A new House proposal to cut taxes on small business might give a boost to manufacturing. The bill would allow companies with fewer than 500 employees to take a 20% tax deduction.
Bill sponsor and House Majority Leader Eric Cantor (R-Va.) contends the plan would stimulate growth by giving small companies the cash to expand their payroll. The bill “will put more revenues, more money into the hands of small-business owners so that they can reinvest those funds to retain and create more jobs and to grow their business,” he said Wednesday.
Under the proposal, companies would take the deduction after they’ve taken all their other tax credits, unless they would save less by taking a 20% deduction on their annual domestic business income. Businesses would be allowed to save up to half of what they pay in W-2 wages.
It remains to be seen whether the proposal could pass the Senate and President Obama’s desk in a campaign year. In many ways, the bill contrasts with the President’s corporate tax reform plan, which proposed eliminating many tax breaks and lowering the overall corporate-tax rate from 35% to 28%.
But in other ways, the bill may actually dovetail with the President’s push to strengthen American manufacturing through tax policy, says Dean Zerbe, national managing director at alliantgroup and former tax counsel to the Senate Finance Committee. By setting the maximum at 499 employees, the proposal could bolster manufacturing by going beyond more-limited definitions of a small business, he says. “What I see too often is that policy makers have a far-too-tight definition of small businesses,” says Zerbe. This plan’s size limit would provide cash for the companies that are most likely to grow and hire, such as small manufacturers that have dozens, or even hundreds of employees, he says.
Indeed, Democrats and Republicans may be able to find common ground in their shared efforts to cut taxes on businesses, including manufacturers, Zerbe says: “The parties are at least within spitting distance of each other.
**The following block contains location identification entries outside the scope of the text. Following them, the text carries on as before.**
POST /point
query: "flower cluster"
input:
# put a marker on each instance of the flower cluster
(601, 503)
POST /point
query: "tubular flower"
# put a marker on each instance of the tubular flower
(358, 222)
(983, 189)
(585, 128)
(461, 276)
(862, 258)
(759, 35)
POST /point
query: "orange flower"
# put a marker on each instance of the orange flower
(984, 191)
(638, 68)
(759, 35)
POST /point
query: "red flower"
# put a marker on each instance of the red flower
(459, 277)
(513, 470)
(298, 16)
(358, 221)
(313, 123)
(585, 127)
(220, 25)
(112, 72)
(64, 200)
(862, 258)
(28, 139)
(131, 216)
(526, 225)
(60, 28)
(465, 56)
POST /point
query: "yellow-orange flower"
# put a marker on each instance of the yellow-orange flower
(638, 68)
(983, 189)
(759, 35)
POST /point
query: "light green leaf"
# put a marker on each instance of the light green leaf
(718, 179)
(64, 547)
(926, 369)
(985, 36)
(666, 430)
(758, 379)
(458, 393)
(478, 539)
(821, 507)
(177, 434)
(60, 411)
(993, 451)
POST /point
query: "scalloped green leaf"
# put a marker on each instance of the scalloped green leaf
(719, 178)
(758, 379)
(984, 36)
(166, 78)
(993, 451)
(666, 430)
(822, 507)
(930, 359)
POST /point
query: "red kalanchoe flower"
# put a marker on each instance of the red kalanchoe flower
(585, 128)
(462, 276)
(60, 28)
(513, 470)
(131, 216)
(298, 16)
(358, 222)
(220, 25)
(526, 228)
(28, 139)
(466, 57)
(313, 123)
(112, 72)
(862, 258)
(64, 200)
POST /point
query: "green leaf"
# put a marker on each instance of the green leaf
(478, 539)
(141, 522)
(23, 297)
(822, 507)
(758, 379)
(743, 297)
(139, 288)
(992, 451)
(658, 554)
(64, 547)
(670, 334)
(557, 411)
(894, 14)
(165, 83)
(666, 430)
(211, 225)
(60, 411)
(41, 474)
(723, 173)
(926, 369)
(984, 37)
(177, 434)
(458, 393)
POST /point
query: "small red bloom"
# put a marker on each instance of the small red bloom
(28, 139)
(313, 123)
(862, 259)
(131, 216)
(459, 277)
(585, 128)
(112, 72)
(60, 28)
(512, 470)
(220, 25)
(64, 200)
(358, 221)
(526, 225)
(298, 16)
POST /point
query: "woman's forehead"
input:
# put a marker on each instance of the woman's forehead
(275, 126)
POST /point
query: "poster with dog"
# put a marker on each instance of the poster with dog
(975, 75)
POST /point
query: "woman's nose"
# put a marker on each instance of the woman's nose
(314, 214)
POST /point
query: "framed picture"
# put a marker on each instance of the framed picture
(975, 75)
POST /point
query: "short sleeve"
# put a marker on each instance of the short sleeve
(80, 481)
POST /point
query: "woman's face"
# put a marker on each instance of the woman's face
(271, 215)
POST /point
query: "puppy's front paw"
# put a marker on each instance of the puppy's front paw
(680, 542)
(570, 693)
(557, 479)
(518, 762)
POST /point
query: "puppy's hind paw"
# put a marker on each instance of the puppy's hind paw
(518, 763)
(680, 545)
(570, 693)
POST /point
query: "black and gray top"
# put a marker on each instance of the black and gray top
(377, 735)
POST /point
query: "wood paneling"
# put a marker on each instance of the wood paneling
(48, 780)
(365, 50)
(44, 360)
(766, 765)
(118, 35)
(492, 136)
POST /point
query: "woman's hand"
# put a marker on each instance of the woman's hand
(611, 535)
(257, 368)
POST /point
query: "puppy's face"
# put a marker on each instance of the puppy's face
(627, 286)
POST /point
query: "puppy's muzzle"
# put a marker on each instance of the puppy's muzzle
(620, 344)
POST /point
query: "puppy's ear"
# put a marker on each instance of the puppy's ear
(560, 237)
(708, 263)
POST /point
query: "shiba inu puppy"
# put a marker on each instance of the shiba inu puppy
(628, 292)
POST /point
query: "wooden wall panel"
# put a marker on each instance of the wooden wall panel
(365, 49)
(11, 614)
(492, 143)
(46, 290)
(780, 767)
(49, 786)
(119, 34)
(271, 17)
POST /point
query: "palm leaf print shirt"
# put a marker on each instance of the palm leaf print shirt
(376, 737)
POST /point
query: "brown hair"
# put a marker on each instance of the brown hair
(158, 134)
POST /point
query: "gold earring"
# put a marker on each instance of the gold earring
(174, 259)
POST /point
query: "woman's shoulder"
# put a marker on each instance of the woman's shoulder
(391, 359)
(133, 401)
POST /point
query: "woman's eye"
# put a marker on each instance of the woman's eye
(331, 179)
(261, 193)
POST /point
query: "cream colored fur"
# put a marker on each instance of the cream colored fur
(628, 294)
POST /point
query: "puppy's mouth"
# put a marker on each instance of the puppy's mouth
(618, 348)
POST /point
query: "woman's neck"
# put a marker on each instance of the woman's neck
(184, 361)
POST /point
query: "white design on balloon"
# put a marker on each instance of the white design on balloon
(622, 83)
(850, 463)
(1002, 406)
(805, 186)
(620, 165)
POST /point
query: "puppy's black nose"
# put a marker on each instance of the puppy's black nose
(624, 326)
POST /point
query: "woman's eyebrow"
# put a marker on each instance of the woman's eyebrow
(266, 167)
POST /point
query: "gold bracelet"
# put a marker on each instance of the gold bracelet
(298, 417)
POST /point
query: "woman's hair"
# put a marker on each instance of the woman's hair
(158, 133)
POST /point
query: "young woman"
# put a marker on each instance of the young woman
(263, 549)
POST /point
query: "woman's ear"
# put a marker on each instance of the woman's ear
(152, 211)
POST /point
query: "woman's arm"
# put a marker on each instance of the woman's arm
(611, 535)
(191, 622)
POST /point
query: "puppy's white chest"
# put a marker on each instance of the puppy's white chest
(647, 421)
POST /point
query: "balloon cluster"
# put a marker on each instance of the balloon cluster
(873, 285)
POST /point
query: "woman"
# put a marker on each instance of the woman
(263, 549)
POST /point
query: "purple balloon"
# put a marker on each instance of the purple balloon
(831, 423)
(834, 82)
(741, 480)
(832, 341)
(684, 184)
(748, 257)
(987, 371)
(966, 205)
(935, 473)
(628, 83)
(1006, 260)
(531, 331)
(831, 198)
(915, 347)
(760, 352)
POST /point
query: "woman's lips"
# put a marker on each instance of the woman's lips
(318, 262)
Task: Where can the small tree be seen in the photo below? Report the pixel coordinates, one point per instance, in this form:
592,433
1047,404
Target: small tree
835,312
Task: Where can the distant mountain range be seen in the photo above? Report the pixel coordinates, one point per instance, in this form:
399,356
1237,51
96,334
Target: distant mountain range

You had the President talking earlier this year about a tax for businesses with the payroll employment tax, and now you have Republicans coming out with their proposal to help businesses. Clearly, both parties are interested in talking about business tax breaks.”
The gap may be bridgeable, but it’s unclear whether or not the two sides will see the similarities — or choose to collaborate, says Zerbe. “I’m afraid at the moment that it’s probably more of a policy exercise,” he says.
The bill may also see some opposition because it would be yet another temporary tax cut, says Grafton Willey, managing director at CBIZ Tofias, a tax-consulting firm.
A 20% deduction, even if temporary, would help small businesses boost their cash flow, Willey admits. But he says business owners are more interested in consistent, clear tax policy than in short-term breaks. “What small businesses and the economy really need is some long-term, consistent tax policy that will allow businesses to plan,” Willey says. “The quick temporary fixes do not motivate behavior the way that politicians think they do.”
The House plans to vote on the bill in mid-April.